Latest update January 10th, 2025 5:00 AM
Feb 22, 2011 Editorial
Over the years there have been numerous numbers of those Guyanese infected by HIV/AIDS. A few years ago, the Ministry of Health reported that the Pan American Health Organisation/World Health Organisation (PAHO/WHO) reported that four per cent of Guyanese had been infected.
This was a ridiculously high number and immediately Guyana was said to have the highest percentage of AIDS outside of Haiti.
Surely, this was not something of which we would have been proud but it did spark a drive to cut the incidence. There was the funding provided by the American; there was the move to produce anti retroviral drugs and Guyana actually began to produce such drugs; there was the drive to effect behavioral change out of which came the slogan “Abstain, Be Faithful and Condomise”.
The latter drive to exact a change in sexual behaviour was easier said than done since sex is a physiological thing and changes in physiology are never easy.
Then came the PEPFAR programme. This was a programme initiated by United States President George Bush for AIDS Relief. For four years the US Government provided at least US$ 4 million each year for the purchase of drugs.
The New Guyana Pharmaceutical Corporation was entrusted with the responsibility to produce these drugs and each year it faithfully provided the drugs. There was no tender; it was a case of the Health Ministry simply identifying a supplier and paying him, sometimes in advance, for the procurement of the drugs.
Last year, this practice came to a halt and with it the realisation that all was not well with the programme. But even before this. The international community revised the local AIDS population downwards. Guyana now has less than two thousand AIDS-infected people.
Some questions arise. Did nearly three thousand people suddenly upped and died? Did the country deliberately inflate the figures to attract money from the international community? And if so, to what end was the extra money put. All certainly did not go to buying anti retrovirals.
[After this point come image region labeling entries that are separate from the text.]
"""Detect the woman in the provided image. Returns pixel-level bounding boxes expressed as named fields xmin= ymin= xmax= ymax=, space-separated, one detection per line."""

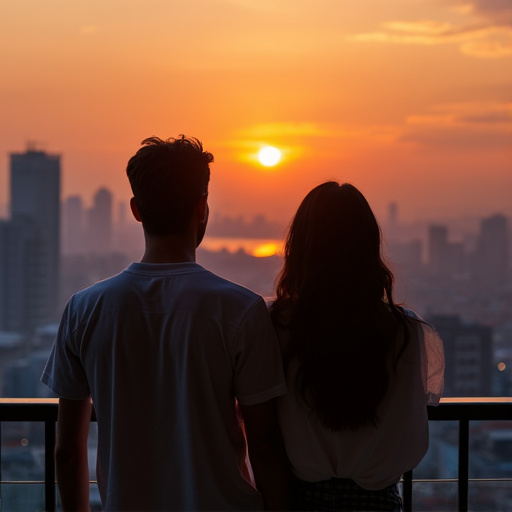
xmin=270 ymin=182 xmax=444 ymax=511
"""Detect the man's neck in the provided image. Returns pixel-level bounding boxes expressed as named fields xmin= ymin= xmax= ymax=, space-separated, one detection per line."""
xmin=141 ymin=234 xmax=196 ymax=263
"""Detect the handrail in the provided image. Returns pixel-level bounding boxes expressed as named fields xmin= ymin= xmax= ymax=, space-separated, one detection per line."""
xmin=0 ymin=397 xmax=512 ymax=512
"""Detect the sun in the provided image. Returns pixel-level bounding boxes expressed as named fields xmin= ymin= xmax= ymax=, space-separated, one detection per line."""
xmin=258 ymin=146 xmax=281 ymax=167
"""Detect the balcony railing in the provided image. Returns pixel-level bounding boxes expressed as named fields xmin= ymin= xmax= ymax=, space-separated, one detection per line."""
xmin=0 ymin=398 xmax=512 ymax=512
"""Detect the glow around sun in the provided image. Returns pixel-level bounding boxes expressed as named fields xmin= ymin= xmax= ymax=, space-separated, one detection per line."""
xmin=258 ymin=146 xmax=281 ymax=167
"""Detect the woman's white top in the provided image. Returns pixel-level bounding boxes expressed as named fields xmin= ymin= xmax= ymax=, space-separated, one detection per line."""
xmin=277 ymin=310 xmax=444 ymax=490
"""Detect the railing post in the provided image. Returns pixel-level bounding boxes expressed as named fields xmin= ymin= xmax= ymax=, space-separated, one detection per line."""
xmin=44 ymin=420 xmax=55 ymax=512
xmin=457 ymin=419 xmax=469 ymax=512
xmin=402 ymin=469 xmax=412 ymax=512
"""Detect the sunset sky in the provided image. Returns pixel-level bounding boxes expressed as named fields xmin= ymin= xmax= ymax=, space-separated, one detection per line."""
xmin=0 ymin=0 xmax=512 ymax=225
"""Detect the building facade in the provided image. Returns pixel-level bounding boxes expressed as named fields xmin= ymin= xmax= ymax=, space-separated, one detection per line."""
xmin=0 ymin=148 xmax=61 ymax=332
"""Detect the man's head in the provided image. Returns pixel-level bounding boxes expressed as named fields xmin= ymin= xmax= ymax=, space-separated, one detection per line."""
xmin=126 ymin=135 xmax=213 ymax=236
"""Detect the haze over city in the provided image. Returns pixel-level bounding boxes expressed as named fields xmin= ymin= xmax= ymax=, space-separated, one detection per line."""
xmin=0 ymin=0 xmax=512 ymax=222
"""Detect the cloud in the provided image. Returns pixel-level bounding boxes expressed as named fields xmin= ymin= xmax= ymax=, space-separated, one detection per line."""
xmin=348 ymin=0 xmax=512 ymax=59
xmin=444 ymin=0 xmax=512 ymax=27
xmin=398 ymin=103 xmax=512 ymax=151
xmin=80 ymin=25 xmax=99 ymax=34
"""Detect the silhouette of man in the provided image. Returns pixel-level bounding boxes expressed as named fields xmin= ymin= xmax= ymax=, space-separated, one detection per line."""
xmin=42 ymin=136 xmax=287 ymax=511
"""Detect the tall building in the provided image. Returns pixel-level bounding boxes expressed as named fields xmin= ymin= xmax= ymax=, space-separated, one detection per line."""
xmin=62 ymin=196 xmax=85 ymax=255
xmin=87 ymin=188 xmax=112 ymax=253
xmin=473 ymin=214 xmax=509 ymax=287
xmin=428 ymin=224 xmax=465 ymax=277
xmin=428 ymin=315 xmax=494 ymax=396
xmin=0 ymin=148 xmax=60 ymax=332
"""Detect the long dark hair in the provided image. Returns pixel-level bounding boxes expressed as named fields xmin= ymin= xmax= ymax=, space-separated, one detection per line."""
xmin=271 ymin=181 xmax=408 ymax=431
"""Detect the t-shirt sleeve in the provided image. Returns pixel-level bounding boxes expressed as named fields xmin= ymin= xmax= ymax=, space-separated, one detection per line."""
xmin=41 ymin=298 xmax=90 ymax=400
xmin=235 ymin=299 xmax=286 ymax=405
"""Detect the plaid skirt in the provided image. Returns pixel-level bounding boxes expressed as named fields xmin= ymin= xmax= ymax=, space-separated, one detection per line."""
xmin=293 ymin=478 xmax=402 ymax=512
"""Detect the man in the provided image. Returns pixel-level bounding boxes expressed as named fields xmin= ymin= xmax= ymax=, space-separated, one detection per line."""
xmin=42 ymin=136 xmax=287 ymax=511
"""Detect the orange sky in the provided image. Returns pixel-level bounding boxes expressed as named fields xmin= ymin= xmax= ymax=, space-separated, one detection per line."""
xmin=0 ymin=0 xmax=512 ymax=224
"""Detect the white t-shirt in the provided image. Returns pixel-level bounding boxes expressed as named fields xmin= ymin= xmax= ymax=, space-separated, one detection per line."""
xmin=42 ymin=263 xmax=286 ymax=511
xmin=277 ymin=310 xmax=444 ymax=490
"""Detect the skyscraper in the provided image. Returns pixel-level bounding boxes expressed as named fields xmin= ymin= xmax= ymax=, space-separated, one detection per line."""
xmin=474 ymin=214 xmax=509 ymax=287
xmin=87 ymin=188 xmax=112 ymax=254
xmin=0 ymin=147 xmax=60 ymax=332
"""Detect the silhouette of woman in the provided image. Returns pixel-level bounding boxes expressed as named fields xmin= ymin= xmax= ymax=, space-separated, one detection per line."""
xmin=270 ymin=181 xmax=444 ymax=511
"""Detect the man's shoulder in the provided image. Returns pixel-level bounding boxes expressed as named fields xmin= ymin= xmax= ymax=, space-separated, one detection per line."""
xmin=195 ymin=270 xmax=263 ymax=302
xmin=72 ymin=272 xmax=125 ymax=303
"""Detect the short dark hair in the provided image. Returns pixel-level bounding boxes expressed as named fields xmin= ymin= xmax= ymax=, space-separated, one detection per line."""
xmin=126 ymin=135 xmax=213 ymax=236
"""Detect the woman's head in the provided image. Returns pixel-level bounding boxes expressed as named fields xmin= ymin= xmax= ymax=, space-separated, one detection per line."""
xmin=278 ymin=181 xmax=392 ymax=306
xmin=271 ymin=181 xmax=404 ymax=430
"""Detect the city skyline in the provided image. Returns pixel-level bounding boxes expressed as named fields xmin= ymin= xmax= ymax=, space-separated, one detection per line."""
xmin=0 ymin=0 xmax=512 ymax=222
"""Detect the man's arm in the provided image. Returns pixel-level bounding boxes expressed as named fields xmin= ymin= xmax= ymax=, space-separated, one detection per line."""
xmin=240 ymin=399 xmax=291 ymax=510
xmin=55 ymin=398 xmax=92 ymax=512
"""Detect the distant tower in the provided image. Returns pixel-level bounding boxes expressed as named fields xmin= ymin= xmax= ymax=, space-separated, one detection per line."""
xmin=0 ymin=147 xmax=60 ymax=332
xmin=474 ymin=214 xmax=508 ymax=286
xmin=388 ymin=202 xmax=398 ymax=230
xmin=427 ymin=315 xmax=493 ymax=396
xmin=428 ymin=224 xmax=448 ymax=273
xmin=87 ymin=188 xmax=112 ymax=253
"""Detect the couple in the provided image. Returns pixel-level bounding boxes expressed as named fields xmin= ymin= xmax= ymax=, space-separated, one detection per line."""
xmin=42 ymin=136 xmax=443 ymax=512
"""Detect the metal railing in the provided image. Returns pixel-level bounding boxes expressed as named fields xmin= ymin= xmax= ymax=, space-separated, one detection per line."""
xmin=0 ymin=398 xmax=512 ymax=512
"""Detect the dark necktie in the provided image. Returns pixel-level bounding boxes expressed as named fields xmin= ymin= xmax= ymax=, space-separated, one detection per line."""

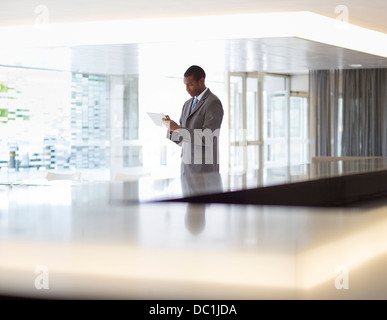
xmin=189 ymin=97 xmax=199 ymax=114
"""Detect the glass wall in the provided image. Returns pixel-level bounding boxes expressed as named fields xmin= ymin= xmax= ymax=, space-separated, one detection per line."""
xmin=0 ymin=67 xmax=107 ymax=179
xmin=229 ymin=72 xmax=309 ymax=174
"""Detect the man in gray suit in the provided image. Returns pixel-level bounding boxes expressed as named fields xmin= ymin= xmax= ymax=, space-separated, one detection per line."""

We arrive at this conclusion when we examine the happenings over the past year. Last year, there were two shortages of anti retroviral drugs and the government was forced to place emergency orders. The identified supplier was International Pharmaceutical Agency—IPA. This company brought in the drugs from India in five tranches at a cost of less than $100 million. By the end of the year the company had imported all the needed drugs. It had spent $85 million.
An investigation revealed that these drugs are still in the system and should last until October.
This means that Guyana spent less than twenty per cent than was previously spent to procure the same drugs. Because of the absence of transparency the society could not say what was happening. The Health Minister must now explain what really happened to the nearly US$3 million each year.
It goes without saying that while we believe that the international donors are big on record keeping, this is certainly not the case. We have not heard any donor seeking an explanation for the inflated expenditure. It is as if they do not have to account to the people whose money it is that the country gets.
Perhaps the money was spent in other areas in the health sector but there is no record of this and the absence of such records now forces people to conclude that there was corruption in the procurement of anti retroviral drugs.
The story does not end there. We have found that the Health Ministry has also had to dispose of expired drugs. This raises questions. The Minister must tell the nation how much money the nation lost by way of the disposed expired drugs.
For this to happen there surely could not have been proper planning. If there was proper planning then the importer must have delivered drugs that neared the expiry date.
But then again, it could be a question of record keeping and proper storage. We have had examples of the government being in possession of certain drugs but the hospital was not aware with the result that people were asked to spend money to import supplies for their ailing relatives.
Whatever the case, the government in general and the Minister of Health in particular must provide answers.